I’ve talked with clients who have genuinely good AI-enabled products in their stack. Products that could, in theory, surface workforce risk, predict attrition in high-impact roles, or model the downstream effects of a reorganization. But those capabilities are sitting dormant because no one upstream asked the business question that would require them.

That’s an HR leadership failure as much as it’s a technology failure.

When HR doesn’t have a strategic mandate — when it isn’t walking into budget conversations with a workforce thesis tied to business outcomes — AI investments get delegated to whoever owns the vendor relationship. That person is optimizing for process improvement, because that’s what they’re measured on. You get adoption metrics instead of business impact.
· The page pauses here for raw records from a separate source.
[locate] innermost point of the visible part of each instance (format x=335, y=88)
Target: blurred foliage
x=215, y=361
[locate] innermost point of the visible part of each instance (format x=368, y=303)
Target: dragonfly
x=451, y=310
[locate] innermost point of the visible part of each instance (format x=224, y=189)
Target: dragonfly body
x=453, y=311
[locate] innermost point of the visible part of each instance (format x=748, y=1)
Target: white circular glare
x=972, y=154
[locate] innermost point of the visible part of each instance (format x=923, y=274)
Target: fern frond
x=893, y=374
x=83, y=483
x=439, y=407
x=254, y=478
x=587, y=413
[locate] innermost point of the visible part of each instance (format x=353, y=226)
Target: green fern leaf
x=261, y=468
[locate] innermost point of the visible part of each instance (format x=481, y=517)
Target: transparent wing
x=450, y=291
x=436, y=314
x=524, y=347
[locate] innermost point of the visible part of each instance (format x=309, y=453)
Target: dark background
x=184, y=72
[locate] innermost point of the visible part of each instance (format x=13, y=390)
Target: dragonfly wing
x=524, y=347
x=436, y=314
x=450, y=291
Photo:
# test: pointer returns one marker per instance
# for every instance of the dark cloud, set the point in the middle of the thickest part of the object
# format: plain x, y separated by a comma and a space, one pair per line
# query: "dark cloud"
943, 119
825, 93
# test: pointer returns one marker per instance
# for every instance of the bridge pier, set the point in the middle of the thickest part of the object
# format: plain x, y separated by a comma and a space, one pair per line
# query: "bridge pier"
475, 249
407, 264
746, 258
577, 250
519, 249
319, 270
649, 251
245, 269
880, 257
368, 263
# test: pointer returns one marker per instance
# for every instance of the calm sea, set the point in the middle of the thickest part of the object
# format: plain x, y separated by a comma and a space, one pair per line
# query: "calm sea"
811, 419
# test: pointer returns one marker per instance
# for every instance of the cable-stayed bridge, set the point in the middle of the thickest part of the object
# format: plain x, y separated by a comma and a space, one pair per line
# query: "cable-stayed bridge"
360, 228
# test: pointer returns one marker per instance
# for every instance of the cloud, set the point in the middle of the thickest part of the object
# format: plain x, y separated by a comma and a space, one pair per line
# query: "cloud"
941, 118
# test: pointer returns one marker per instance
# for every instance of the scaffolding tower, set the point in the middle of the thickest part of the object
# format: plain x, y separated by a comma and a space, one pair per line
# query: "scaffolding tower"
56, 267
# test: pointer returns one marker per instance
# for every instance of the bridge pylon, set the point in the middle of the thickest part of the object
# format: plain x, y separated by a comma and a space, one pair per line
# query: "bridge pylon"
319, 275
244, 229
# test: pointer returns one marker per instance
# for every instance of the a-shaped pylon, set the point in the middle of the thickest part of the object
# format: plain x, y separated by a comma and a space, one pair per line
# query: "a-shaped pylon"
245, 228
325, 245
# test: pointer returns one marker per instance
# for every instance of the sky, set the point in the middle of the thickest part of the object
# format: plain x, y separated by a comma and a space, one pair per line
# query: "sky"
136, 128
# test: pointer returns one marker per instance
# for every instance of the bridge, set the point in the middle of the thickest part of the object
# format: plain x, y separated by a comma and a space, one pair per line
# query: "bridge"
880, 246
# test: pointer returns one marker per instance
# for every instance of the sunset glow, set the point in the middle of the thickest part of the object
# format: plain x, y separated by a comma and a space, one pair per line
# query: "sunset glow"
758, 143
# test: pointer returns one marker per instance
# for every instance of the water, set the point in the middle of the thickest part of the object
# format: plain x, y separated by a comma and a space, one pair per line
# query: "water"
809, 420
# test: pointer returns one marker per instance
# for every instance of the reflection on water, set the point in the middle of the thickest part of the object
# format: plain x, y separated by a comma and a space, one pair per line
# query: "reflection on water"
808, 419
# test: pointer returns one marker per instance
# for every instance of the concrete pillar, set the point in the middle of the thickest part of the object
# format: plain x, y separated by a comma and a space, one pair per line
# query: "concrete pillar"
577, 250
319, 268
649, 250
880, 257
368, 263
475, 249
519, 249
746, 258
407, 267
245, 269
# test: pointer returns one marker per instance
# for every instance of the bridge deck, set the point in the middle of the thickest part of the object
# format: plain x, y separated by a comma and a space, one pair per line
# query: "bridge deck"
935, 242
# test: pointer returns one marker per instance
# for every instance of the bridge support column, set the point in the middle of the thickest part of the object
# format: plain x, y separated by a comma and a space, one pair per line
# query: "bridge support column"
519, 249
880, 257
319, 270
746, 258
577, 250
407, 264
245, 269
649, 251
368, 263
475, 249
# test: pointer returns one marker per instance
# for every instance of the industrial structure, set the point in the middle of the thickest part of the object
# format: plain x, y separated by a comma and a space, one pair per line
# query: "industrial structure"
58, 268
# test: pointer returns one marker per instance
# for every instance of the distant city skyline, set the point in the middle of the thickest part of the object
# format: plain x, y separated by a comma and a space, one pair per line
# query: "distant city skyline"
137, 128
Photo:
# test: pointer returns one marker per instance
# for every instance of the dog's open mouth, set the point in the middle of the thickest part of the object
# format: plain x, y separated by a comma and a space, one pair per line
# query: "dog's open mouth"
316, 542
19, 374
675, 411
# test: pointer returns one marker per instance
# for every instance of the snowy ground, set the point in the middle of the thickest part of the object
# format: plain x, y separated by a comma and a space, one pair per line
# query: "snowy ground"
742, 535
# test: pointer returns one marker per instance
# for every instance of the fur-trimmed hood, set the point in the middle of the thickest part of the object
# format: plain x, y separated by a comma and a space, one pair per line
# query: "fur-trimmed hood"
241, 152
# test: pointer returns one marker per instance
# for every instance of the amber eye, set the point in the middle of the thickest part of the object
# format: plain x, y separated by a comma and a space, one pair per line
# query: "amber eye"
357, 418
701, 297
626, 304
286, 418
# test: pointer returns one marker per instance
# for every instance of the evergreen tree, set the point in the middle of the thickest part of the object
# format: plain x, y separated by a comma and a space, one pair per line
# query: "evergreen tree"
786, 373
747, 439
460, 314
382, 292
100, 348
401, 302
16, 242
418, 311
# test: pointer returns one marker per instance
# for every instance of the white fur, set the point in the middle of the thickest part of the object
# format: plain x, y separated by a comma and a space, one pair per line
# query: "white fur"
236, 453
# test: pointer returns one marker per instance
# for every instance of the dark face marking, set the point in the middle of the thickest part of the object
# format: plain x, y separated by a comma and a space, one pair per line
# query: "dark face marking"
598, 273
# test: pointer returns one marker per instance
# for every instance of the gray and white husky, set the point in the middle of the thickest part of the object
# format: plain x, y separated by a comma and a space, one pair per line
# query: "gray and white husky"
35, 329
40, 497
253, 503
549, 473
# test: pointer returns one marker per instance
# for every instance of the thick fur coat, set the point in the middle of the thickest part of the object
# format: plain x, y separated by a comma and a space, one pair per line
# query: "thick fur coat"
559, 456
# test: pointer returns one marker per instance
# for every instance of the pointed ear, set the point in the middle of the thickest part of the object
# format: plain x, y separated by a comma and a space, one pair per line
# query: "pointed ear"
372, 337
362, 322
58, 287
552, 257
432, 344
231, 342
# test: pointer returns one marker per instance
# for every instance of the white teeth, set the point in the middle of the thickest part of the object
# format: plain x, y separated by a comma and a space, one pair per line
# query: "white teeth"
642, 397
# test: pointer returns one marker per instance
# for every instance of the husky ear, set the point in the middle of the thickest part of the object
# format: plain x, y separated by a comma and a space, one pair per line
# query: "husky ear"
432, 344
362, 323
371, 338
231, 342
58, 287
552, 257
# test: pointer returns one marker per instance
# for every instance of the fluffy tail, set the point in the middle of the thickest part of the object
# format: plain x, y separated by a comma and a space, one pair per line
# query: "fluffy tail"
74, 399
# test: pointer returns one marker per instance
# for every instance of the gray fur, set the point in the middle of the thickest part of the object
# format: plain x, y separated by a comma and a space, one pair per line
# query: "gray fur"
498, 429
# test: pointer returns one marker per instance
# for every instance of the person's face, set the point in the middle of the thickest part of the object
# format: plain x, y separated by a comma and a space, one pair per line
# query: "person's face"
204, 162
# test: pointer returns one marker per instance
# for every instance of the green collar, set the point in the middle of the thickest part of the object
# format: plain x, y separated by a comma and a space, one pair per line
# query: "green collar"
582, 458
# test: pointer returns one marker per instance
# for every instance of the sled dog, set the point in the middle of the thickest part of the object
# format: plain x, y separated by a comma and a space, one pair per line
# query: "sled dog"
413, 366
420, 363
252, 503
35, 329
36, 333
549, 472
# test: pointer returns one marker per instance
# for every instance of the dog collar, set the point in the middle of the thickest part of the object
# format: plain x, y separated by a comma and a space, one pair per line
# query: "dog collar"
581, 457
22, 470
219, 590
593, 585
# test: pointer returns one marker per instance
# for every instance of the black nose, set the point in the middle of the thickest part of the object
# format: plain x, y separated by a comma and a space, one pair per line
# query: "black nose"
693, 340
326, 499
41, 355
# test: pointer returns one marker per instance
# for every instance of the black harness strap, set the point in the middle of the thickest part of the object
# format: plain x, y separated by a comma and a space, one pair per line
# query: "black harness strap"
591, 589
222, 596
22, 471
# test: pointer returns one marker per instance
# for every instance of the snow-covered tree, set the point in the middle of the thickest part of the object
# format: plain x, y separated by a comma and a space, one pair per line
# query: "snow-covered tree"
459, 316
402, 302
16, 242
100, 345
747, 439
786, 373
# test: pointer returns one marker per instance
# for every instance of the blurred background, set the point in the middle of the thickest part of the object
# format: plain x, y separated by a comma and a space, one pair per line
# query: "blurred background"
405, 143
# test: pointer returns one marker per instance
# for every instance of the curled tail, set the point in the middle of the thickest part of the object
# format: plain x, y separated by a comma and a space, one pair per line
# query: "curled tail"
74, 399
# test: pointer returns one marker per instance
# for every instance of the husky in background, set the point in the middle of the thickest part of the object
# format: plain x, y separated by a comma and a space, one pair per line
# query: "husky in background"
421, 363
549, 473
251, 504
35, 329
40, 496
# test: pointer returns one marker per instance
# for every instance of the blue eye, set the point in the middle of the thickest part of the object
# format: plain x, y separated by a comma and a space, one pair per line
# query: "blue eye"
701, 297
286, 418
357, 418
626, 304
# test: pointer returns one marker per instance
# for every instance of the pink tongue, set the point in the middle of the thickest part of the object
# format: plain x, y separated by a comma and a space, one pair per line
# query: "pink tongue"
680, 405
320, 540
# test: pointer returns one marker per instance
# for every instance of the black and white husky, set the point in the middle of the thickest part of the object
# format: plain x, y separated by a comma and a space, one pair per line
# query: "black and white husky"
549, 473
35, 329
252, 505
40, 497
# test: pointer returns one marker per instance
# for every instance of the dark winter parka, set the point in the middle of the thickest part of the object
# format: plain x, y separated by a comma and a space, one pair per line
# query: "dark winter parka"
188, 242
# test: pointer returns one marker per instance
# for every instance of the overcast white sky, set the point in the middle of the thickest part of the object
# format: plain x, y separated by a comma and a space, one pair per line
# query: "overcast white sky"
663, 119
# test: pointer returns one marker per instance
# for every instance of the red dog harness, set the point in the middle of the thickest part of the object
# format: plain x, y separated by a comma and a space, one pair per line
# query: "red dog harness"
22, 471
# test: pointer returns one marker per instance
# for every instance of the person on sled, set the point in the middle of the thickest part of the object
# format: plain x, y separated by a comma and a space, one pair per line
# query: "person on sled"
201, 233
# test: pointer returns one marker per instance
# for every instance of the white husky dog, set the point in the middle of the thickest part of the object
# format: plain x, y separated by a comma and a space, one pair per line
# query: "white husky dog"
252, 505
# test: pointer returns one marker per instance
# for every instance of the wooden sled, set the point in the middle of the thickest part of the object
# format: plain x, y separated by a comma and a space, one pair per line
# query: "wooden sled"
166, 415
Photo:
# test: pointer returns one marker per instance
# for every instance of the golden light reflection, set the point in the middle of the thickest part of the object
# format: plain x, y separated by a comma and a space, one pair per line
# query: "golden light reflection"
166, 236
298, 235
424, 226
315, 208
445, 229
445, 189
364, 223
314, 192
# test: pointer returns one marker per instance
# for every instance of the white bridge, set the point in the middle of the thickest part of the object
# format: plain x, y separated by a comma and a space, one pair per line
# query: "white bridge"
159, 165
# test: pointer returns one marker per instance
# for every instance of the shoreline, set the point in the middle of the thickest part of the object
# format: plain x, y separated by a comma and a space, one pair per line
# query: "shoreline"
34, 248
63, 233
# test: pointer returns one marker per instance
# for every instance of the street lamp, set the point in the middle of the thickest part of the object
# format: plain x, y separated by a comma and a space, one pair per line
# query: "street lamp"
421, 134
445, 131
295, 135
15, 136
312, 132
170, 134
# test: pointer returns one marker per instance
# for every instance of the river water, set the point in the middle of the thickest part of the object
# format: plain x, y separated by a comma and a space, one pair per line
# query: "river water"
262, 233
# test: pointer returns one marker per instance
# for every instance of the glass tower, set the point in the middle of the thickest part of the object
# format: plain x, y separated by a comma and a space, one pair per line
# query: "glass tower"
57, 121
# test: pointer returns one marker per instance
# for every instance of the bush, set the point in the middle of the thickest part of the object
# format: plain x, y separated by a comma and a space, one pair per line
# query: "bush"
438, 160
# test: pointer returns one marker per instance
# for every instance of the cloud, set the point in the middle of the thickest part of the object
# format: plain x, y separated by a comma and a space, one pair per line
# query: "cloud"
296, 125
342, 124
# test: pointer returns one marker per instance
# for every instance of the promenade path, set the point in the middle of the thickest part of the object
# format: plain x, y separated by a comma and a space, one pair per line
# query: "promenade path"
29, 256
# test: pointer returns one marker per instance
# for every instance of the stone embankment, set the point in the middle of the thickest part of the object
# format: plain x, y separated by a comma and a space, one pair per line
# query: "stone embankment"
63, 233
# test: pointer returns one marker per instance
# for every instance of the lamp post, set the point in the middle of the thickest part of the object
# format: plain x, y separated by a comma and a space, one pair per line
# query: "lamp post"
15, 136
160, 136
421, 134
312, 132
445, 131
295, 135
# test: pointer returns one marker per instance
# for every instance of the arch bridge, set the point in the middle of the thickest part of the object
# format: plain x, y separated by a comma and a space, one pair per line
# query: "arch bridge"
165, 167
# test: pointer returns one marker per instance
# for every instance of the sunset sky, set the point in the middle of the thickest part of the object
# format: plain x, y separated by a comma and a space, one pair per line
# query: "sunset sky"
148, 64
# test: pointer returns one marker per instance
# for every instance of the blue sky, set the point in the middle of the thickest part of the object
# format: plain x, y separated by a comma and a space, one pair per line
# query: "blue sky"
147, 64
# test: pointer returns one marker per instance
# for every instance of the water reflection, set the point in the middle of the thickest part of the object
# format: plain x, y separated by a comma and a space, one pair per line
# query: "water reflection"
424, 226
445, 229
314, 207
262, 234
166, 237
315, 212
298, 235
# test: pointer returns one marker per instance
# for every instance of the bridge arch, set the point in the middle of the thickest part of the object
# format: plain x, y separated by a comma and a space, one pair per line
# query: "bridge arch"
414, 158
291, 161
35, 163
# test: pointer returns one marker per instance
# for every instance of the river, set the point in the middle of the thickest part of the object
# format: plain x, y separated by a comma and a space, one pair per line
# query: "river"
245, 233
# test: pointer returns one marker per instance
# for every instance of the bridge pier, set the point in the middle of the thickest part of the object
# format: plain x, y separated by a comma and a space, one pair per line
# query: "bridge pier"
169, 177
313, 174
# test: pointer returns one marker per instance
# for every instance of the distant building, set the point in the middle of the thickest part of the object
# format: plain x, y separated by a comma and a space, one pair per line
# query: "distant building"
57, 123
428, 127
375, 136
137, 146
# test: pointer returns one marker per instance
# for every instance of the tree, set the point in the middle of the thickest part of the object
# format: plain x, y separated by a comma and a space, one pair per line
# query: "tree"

You get a really clean dashboard nobody acts on.

The vendors aren’t blameless here either. Too many AI pitches in HR Tech lead with feature demonstrations and ROI calculators built around time savings. If your primary value narrative is “hours saved per recruiter per week,” don’t be shocked when your buyers measure you exactly that way — and find the results underwhelming.

The so-what

If you’re an HR leader evaluating AI right now, the question isn’t “which process should we automate first?” It’s “what business outcome are we accountable for, and which AI capability gets us closer to it?” That reframe changes everything about how you buy, implement, and measure.

I’d tell my vendor clients the same thing: if your positioning leads with process efficiency, you’re training buyers to evaluate you on the wrong metric — and setting yourself up to be the tool that “didn’t deliver results.” Your AI story needs to connect to a strategic outcome HR is actually being held accountable for, or you’ll keep winning deals and losing renewals.

The AI investment gap in HR isn’t a technology problem. It’s a mandate problem — and no amount of product sophistication closes it.